Abstract

The aim of this study is to investigate the performance and fracture resistance of different CAD/CAM ceramic and composite materials as implant- or tooth-supported single crowns with respect to the clinical procedure (screwed/bonded restoration). One hundred twenty crowns were fabricated on implants or human molar teeth simulating (a) chairside procedure ([CHAIR] implant crown bonded to abutment), (b) labside procedure ([LAB] abutment and implant crown bonded in laboratory, screwed chairside), and (c) reference ([TOOTH] crowns luted on human teeth).
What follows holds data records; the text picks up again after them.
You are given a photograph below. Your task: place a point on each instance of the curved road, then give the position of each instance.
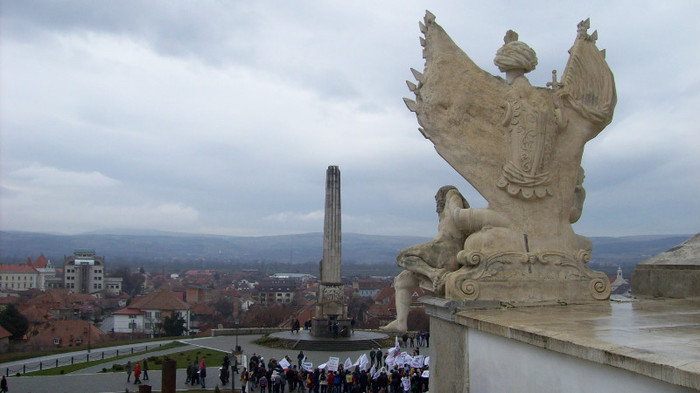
(89, 380)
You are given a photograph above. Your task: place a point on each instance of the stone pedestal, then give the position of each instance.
(643, 346)
(320, 327)
(168, 379)
(674, 273)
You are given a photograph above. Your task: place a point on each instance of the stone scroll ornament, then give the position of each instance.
(520, 147)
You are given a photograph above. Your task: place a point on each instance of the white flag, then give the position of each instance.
(417, 361)
(364, 362)
(308, 366)
(285, 364)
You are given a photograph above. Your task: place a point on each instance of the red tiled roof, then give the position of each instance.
(202, 309)
(68, 332)
(380, 310)
(41, 262)
(160, 300)
(384, 293)
(129, 311)
(16, 268)
(373, 284)
(4, 333)
(35, 314)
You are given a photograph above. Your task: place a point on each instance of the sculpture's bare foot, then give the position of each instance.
(439, 281)
(395, 326)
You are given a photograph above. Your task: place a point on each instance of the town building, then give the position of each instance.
(145, 314)
(370, 288)
(18, 277)
(85, 272)
(274, 290)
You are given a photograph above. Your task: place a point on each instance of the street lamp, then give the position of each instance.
(235, 323)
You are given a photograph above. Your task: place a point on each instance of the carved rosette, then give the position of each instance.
(600, 288)
(508, 272)
(332, 294)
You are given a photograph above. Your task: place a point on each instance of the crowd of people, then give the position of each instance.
(137, 370)
(383, 372)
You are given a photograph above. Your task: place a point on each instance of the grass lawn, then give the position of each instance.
(79, 366)
(212, 358)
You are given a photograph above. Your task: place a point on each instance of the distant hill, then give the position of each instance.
(295, 249)
(164, 246)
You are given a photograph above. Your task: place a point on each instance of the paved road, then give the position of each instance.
(90, 381)
(80, 356)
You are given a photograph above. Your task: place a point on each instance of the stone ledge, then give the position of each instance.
(656, 338)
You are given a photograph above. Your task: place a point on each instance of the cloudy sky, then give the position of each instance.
(221, 117)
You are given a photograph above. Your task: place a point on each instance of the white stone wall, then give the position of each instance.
(121, 324)
(497, 364)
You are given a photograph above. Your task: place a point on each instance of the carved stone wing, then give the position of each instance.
(588, 85)
(459, 107)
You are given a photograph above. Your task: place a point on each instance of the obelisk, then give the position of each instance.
(332, 250)
(331, 309)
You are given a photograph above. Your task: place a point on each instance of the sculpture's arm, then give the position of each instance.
(588, 85)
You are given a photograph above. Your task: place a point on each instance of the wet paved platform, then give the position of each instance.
(358, 340)
(658, 338)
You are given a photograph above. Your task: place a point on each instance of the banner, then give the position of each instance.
(418, 361)
(332, 363)
(397, 347)
(363, 362)
(403, 359)
(390, 361)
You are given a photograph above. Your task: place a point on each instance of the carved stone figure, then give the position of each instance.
(520, 146)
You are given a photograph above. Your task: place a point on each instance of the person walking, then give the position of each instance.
(300, 359)
(202, 373)
(189, 372)
(127, 368)
(137, 374)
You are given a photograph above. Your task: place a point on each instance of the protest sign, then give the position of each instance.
(417, 361)
(284, 364)
(332, 363)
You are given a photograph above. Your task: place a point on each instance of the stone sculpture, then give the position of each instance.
(520, 147)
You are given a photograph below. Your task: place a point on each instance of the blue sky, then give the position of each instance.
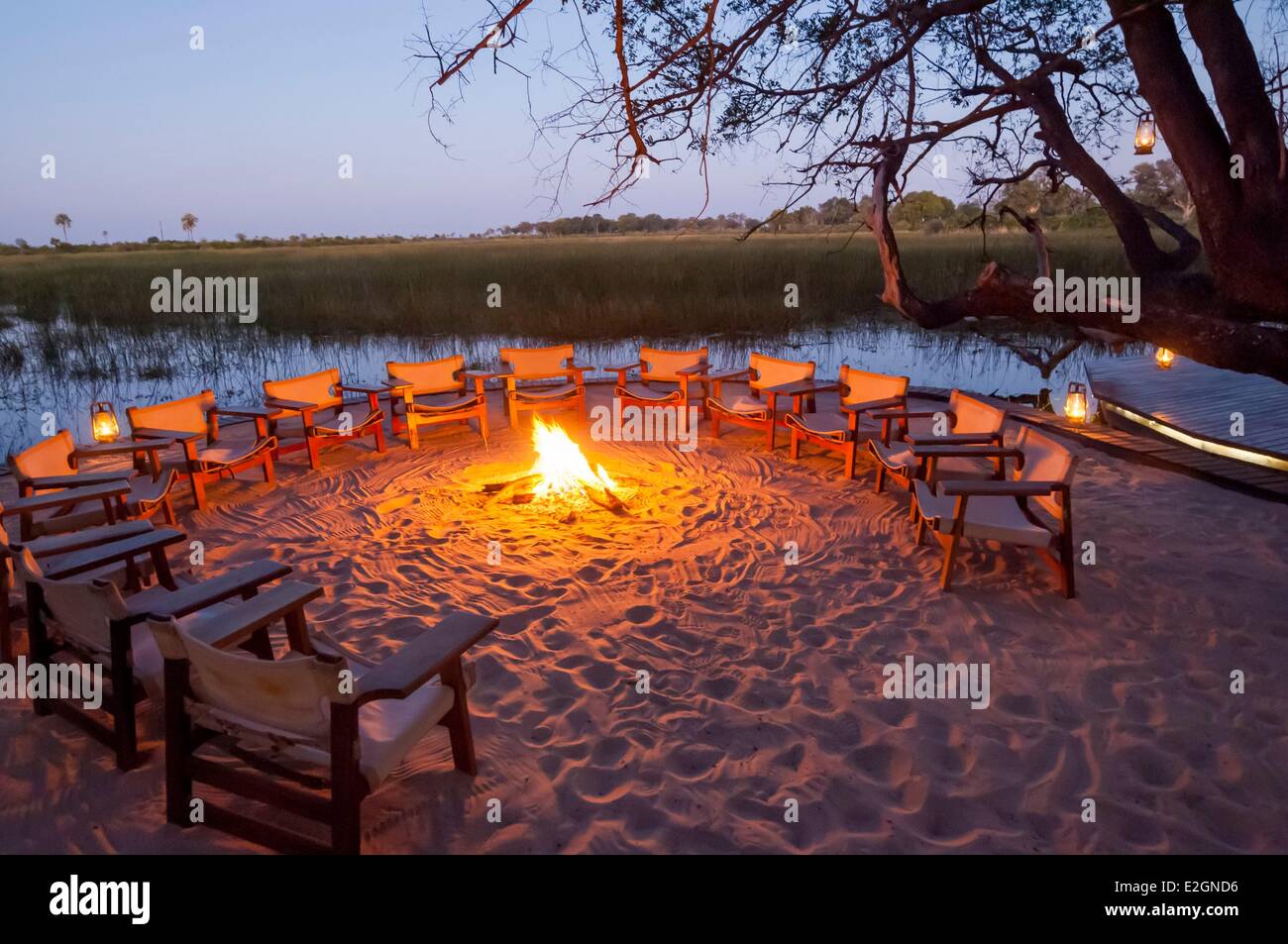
(246, 133)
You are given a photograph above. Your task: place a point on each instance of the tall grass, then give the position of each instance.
(559, 287)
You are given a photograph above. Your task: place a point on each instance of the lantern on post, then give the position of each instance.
(103, 424)
(1145, 134)
(1076, 403)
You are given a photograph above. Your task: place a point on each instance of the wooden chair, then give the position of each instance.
(433, 391)
(1000, 510)
(862, 393)
(317, 707)
(192, 419)
(12, 608)
(970, 421)
(542, 365)
(304, 397)
(673, 369)
(90, 621)
(52, 465)
(768, 376)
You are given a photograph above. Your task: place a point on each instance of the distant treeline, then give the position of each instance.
(1157, 184)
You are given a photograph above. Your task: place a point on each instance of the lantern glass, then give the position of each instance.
(103, 424)
(1076, 403)
(1145, 134)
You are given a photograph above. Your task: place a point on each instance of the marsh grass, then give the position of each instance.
(550, 287)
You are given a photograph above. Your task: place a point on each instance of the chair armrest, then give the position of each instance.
(263, 412)
(970, 452)
(1016, 487)
(123, 447)
(887, 406)
(112, 553)
(424, 657)
(954, 438)
(68, 496)
(729, 373)
(914, 415)
(174, 436)
(294, 406)
(233, 625)
(799, 387)
(47, 481)
(88, 537)
(193, 596)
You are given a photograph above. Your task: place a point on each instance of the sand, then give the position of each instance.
(764, 677)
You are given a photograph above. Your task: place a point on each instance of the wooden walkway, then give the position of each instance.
(1158, 451)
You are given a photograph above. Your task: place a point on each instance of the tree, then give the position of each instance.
(859, 94)
(1159, 184)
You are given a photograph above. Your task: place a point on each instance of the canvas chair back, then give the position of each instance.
(537, 362)
(82, 608)
(871, 387)
(310, 387)
(1044, 460)
(975, 416)
(430, 376)
(50, 456)
(288, 697)
(187, 415)
(772, 371)
(662, 365)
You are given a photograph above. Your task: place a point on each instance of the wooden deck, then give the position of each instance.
(1262, 402)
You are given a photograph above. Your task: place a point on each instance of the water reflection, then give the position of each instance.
(59, 367)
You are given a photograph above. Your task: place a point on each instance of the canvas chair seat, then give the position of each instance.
(900, 459)
(550, 393)
(244, 697)
(647, 393)
(372, 419)
(443, 403)
(988, 518)
(825, 423)
(739, 404)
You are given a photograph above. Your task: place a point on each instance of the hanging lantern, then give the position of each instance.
(1145, 136)
(103, 423)
(1076, 403)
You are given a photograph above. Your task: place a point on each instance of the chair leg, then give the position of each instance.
(346, 787)
(178, 737)
(123, 702)
(198, 489)
(945, 578)
(458, 720)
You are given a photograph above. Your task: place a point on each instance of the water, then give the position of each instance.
(59, 368)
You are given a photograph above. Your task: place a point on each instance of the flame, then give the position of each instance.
(561, 464)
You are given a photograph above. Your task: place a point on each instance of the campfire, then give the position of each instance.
(561, 475)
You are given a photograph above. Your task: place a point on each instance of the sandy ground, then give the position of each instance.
(765, 678)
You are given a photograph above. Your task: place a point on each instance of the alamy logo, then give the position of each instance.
(936, 681)
(73, 896)
(80, 682)
(1074, 295)
(210, 295)
(632, 424)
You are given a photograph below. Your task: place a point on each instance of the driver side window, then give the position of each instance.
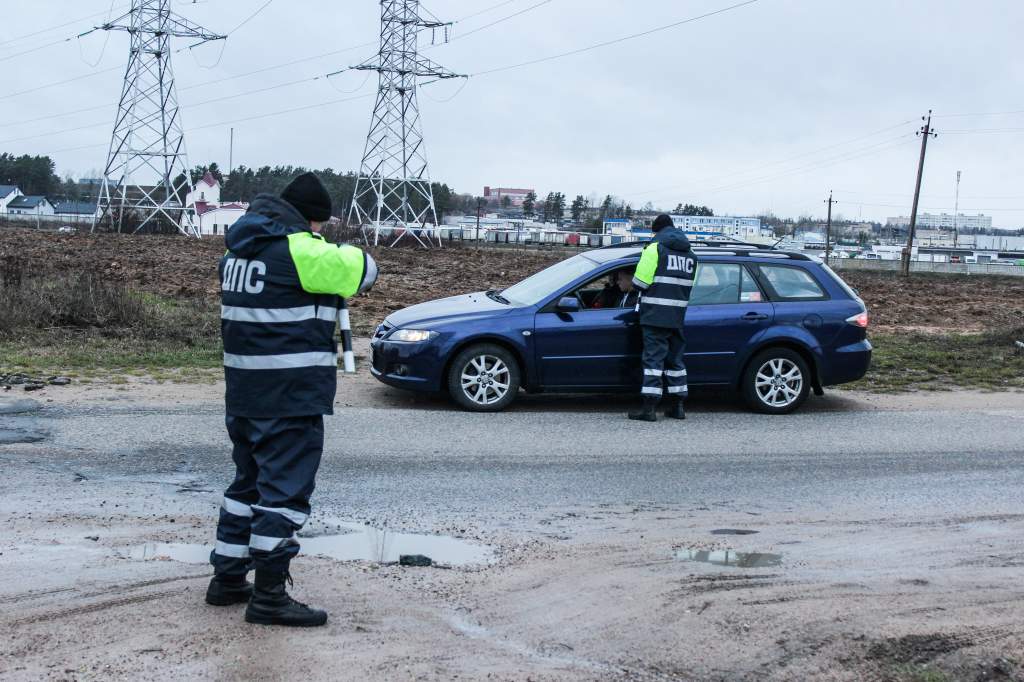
(603, 293)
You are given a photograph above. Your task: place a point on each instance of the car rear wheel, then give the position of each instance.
(483, 378)
(776, 382)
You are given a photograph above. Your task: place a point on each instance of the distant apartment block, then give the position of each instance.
(943, 221)
(516, 196)
(729, 225)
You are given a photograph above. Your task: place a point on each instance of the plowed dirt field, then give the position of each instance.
(186, 268)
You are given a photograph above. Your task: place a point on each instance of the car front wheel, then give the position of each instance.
(776, 382)
(483, 378)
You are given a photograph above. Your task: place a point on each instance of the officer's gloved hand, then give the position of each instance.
(370, 278)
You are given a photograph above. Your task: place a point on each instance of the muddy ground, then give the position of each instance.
(180, 267)
(852, 589)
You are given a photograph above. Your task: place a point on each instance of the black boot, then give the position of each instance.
(225, 590)
(271, 605)
(676, 410)
(647, 413)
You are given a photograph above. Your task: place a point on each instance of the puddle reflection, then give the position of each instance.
(731, 558)
(358, 543)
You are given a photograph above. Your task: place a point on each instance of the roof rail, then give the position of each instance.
(725, 242)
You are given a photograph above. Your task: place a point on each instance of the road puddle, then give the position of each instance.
(730, 558)
(364, 543)
(360, 543)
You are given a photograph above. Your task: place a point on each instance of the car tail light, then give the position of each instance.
(859, 320)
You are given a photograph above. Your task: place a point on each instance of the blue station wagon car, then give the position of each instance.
(772, 325)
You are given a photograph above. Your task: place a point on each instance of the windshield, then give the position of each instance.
(538, 287)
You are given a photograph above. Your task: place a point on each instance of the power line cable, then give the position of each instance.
(615, 41)
(485, 10)
(494, 24)
(251, 16)
(971, 131)
(61, 26)
(853, 155)
(785, 160)
(948, 116)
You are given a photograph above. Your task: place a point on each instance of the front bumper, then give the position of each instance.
(416, 367)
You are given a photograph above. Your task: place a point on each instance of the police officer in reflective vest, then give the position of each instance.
(282, 285)
(665, 274)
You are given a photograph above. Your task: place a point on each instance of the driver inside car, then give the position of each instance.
(619, 293)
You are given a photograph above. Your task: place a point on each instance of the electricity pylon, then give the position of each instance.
(393, 187)
(146, 176)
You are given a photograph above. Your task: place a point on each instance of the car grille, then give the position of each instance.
(382, 331)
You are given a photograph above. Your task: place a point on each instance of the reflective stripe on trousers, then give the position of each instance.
(663, 363)
(282, 361)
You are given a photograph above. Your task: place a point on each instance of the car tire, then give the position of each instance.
(483, 378)
(776, 381)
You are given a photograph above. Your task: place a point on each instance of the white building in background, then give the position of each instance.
(31, 206)
(943, 221)
(722, 224)
(217, 219)
(997, 243)
(8, 193)
(212, 216)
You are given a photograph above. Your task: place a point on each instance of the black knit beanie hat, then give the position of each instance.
(309, 197)
(660, 222)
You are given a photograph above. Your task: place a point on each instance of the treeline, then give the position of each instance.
(244, 183)
(33, 175)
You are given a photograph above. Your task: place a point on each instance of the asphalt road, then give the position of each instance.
(892, 526)
(435, 462)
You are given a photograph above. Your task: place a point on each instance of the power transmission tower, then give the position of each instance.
(393, 187)
(828, 201)
(956, 212)
(146, 177)
(925, 133)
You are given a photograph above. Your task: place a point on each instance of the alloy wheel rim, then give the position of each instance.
(485, 379)
(778, 382)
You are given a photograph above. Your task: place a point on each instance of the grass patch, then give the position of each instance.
(85, 328)
(911, 673)
(944, 361)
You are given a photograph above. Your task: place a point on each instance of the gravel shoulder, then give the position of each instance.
(861, 591)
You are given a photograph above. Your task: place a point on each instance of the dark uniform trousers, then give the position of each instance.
(663, 361)
(276, 462)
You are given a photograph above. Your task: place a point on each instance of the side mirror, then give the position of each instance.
(568, 304)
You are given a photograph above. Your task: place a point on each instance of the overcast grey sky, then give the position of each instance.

Four materials were investigated: ZLS (zirconia-reinforced lithium silicate ceramic; Celtra Duo, Degudent: polished (P)/crystallized (C)), RB (resin-based composite; Cerasmart, GC), and RIC (resin-infiltrated ceramic; Enamic, Vita-Zahnfabrik). LiS (lithiumdisilicate; Emax CAD, Ivoclar-Vivadent) served as reference. Combined thermal cycling and mechanical loading (TCML) was performed simulating a 5-year clinical situation. Fracture force was determined. Data were statistically analyzed (Kolmogorov-Smirnov test, one-way ANOVA; post hoc Bonferroni, α = 0.05). One crown of ZLS_C[LAB] (1,200,000cycles) and RB[CHAIR] (890cycles) failed during TCML. Fracture values varied between 977.7N(RB) and 3070.4N(LiS)[CHAIR], 1130.6N(RB) and 2998.1N(LiS)[LAB], and 1802.4N(ZLS) and 2664.3N(LiS)[TOOTH]. Significantly (p < 0.003) different forces were found between the materials in all three groups. ZLS_C, RIC, and RB showed significantly (p < 0.014) different values for the individual groups. Partly ceramic and resin-based materials performed differently on implant or tooth abutments. The insertion of a screw channel reduced the stability for individual crown materials. Insertion of the screw channel should be performed carefully. All restorations were in a range where clinical application seems not restricted, but insertion of a screw channel might reduce stability of individual materials.